少なくとも、校長が今のマダム・グローゼルになってからは、毎年欠かす事なく行われているそうだ。
そして生徒からの反対は、あまり多くないという。
何故なら、一年生は唐突にこのイベントを知る為、良くわかってないからあまり反対しないし、二年生は一年生の時に手痛い思いをしているけれど、次の年は自分達が相手を圧倒できる立場なのだから、反対なんてしよう筈がない。
つまり、そう、あの二年生達は、このイベントは勝って当たり前だと思い、去年の憂さを晴らせると喜び勇んで、あんなにも自信満々な態度で、地下の闘技場にやってきた。
そう考えると、何だかこう、あの二年生を泣きっ面にしてやりたいって気持ちが、ふつふつと湧いてくる。

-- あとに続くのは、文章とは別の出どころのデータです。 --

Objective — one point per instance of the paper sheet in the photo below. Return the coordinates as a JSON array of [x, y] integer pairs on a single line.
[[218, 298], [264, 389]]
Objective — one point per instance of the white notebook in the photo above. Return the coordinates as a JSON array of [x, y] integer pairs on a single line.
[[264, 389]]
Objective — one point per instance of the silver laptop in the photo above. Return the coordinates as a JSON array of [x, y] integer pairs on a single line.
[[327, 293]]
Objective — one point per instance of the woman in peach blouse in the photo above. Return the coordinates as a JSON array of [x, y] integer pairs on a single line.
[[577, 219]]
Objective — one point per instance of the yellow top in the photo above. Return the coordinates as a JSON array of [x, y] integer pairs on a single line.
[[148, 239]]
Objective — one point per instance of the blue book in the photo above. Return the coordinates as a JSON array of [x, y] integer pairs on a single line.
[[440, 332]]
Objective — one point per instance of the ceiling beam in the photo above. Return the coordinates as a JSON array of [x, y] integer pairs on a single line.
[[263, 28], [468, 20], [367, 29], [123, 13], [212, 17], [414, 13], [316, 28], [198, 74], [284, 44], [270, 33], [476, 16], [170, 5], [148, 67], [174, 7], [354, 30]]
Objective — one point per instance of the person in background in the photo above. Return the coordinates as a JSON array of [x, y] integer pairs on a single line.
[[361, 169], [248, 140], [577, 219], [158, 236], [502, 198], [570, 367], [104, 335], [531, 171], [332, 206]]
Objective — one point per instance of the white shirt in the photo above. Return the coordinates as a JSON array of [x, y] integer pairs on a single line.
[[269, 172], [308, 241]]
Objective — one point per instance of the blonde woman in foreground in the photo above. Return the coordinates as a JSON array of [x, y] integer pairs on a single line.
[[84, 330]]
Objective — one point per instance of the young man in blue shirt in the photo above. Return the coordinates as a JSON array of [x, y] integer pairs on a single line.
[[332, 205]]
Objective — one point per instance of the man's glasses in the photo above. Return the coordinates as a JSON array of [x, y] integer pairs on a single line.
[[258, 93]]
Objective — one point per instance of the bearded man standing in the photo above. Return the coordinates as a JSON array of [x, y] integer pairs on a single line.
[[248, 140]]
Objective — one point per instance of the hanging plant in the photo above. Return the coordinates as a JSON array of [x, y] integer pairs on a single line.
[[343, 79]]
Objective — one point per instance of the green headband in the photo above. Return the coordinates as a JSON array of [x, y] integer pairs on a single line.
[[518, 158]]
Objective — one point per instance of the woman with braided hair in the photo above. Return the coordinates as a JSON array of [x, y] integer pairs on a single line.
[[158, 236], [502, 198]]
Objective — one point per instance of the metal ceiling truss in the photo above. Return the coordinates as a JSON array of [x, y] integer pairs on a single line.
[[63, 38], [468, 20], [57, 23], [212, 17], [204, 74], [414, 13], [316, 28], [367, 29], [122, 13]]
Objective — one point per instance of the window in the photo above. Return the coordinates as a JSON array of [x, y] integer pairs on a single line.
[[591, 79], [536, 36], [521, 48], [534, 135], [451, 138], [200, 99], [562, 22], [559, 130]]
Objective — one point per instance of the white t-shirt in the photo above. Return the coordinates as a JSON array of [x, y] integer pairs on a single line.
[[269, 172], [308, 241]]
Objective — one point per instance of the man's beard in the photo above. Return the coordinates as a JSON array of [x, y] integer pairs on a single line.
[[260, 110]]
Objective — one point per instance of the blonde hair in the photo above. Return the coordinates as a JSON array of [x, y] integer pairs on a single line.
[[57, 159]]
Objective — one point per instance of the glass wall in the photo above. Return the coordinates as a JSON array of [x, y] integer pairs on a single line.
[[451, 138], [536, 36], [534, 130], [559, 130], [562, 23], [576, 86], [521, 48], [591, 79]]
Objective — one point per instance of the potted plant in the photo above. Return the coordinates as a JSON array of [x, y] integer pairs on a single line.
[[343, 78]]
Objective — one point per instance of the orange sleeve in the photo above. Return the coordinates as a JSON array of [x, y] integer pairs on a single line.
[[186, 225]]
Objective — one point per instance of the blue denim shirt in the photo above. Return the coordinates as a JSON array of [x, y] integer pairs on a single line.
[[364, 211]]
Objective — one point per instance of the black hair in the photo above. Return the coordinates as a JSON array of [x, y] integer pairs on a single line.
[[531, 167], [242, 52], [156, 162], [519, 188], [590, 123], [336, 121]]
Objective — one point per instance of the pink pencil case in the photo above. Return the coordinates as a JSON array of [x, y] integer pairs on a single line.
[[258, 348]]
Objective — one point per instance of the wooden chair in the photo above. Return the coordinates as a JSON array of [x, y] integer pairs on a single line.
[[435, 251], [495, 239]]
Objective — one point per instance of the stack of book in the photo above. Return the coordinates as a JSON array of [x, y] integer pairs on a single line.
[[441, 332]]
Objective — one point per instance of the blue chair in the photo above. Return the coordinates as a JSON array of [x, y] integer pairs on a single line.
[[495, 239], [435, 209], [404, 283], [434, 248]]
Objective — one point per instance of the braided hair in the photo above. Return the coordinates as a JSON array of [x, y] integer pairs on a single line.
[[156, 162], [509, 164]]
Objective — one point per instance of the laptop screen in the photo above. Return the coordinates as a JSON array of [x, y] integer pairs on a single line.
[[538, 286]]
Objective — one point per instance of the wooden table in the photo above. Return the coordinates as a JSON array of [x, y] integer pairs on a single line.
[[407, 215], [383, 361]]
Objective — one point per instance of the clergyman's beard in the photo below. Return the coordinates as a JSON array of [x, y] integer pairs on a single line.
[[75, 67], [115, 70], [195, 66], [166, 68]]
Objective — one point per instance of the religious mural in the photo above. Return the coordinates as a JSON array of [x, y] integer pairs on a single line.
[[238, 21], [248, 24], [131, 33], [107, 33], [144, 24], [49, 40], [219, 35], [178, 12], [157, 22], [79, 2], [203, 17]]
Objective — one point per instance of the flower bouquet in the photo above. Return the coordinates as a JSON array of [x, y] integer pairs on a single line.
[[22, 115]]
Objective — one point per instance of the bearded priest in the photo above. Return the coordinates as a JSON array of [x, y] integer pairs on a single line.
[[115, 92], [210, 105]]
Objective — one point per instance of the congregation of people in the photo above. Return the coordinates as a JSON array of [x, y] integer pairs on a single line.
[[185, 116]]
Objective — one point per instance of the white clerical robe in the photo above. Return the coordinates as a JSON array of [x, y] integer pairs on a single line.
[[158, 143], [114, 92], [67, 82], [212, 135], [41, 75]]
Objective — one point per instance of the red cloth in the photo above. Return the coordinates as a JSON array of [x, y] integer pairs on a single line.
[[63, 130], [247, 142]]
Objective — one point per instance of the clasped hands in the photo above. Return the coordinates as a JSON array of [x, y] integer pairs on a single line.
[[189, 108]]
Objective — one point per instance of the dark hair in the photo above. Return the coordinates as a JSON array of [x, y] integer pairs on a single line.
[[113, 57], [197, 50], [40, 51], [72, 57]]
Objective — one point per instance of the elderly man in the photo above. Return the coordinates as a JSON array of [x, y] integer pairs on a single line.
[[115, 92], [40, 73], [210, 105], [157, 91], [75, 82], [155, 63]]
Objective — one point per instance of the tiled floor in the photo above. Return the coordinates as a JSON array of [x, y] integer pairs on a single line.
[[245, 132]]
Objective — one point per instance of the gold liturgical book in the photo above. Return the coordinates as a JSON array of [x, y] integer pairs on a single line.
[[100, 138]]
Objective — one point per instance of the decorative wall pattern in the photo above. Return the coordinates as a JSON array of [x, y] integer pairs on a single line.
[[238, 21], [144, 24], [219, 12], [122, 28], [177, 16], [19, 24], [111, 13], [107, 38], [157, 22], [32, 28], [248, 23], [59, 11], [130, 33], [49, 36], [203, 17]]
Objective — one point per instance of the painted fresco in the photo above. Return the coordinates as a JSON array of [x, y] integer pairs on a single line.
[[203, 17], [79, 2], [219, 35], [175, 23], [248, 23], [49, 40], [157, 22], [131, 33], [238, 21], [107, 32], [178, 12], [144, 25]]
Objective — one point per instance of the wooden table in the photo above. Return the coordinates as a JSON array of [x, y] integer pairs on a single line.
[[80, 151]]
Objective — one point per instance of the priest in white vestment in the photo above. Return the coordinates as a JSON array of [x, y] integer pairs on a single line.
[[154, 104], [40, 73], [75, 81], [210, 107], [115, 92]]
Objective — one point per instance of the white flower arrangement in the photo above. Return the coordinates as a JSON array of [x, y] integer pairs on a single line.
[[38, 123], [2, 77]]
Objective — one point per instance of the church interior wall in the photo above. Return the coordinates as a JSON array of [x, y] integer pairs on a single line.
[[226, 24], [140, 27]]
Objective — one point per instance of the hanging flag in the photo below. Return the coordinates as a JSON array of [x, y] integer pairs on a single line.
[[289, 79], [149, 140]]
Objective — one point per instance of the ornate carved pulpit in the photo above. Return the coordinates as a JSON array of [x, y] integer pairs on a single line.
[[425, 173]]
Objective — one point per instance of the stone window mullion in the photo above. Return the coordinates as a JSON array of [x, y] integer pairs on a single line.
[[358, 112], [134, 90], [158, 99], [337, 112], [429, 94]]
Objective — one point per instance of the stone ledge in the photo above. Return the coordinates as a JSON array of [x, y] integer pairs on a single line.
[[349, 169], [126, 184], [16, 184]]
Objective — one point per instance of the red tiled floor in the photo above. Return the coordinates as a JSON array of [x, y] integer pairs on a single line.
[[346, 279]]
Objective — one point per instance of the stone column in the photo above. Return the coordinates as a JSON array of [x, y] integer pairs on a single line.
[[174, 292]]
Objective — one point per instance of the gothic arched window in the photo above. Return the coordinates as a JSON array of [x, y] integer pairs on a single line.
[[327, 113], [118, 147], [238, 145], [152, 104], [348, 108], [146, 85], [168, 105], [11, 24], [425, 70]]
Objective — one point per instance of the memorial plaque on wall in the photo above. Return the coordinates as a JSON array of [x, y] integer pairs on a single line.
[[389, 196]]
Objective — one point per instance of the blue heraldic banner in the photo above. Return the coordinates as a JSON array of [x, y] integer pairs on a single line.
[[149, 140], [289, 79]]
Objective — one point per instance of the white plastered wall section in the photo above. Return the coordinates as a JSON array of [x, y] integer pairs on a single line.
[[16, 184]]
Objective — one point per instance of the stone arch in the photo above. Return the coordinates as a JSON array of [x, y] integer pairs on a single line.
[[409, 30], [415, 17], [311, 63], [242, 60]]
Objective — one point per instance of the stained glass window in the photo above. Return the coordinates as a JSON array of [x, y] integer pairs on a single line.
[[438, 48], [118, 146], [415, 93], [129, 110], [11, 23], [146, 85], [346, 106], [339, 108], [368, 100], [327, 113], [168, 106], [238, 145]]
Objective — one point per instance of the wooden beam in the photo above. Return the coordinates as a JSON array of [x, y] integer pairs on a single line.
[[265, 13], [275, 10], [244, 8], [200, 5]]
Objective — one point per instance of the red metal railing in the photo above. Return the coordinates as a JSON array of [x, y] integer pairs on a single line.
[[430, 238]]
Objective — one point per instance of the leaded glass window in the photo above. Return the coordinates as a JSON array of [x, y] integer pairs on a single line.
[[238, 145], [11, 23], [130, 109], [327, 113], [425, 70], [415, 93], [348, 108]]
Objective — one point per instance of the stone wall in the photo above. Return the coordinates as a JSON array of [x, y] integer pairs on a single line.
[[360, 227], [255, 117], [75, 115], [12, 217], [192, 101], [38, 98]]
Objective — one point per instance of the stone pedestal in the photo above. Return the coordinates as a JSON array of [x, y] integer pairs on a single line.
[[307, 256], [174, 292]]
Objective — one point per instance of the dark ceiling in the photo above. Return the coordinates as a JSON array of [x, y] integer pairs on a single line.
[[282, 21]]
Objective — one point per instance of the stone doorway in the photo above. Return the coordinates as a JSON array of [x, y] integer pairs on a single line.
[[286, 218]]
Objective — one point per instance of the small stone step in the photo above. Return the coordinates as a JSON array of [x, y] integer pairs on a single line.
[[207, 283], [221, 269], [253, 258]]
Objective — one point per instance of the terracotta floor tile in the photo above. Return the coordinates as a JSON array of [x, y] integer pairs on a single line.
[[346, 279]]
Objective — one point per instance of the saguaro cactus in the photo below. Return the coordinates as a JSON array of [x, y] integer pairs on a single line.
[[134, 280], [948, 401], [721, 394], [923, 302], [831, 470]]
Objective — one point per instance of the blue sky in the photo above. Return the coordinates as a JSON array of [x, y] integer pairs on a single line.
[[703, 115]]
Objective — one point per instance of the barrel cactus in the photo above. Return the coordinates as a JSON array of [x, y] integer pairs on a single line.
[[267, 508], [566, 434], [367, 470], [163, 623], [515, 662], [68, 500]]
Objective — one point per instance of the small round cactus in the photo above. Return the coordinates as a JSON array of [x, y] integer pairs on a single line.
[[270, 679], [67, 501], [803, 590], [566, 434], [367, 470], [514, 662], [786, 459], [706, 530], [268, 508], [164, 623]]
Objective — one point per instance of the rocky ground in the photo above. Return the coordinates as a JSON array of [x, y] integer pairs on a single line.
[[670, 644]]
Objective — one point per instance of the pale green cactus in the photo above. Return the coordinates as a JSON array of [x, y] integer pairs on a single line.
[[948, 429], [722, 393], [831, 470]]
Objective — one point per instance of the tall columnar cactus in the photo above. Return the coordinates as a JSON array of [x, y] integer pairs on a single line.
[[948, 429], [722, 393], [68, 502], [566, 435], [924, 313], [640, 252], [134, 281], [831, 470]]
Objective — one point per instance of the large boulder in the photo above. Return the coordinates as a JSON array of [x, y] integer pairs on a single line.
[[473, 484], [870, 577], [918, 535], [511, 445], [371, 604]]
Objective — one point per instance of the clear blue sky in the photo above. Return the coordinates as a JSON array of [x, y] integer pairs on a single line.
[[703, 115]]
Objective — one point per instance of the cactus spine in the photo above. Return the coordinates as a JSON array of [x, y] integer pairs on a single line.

僕らが一方的に負けなければ、このイベントで馬鹿馬鹿しい憂さを溜めなければ、来年の一年でそれを晴らす必要なんてない。
この問題の多いイベントに、僕らは堂々と反対意見を出せるのだ。
当たり前の話だが、未熟な年下の後輩を嬲るより、自分よりも経験を積んだ年上に勝利する方が、絶対に何倍も気持ちがいいに決まってるのだから。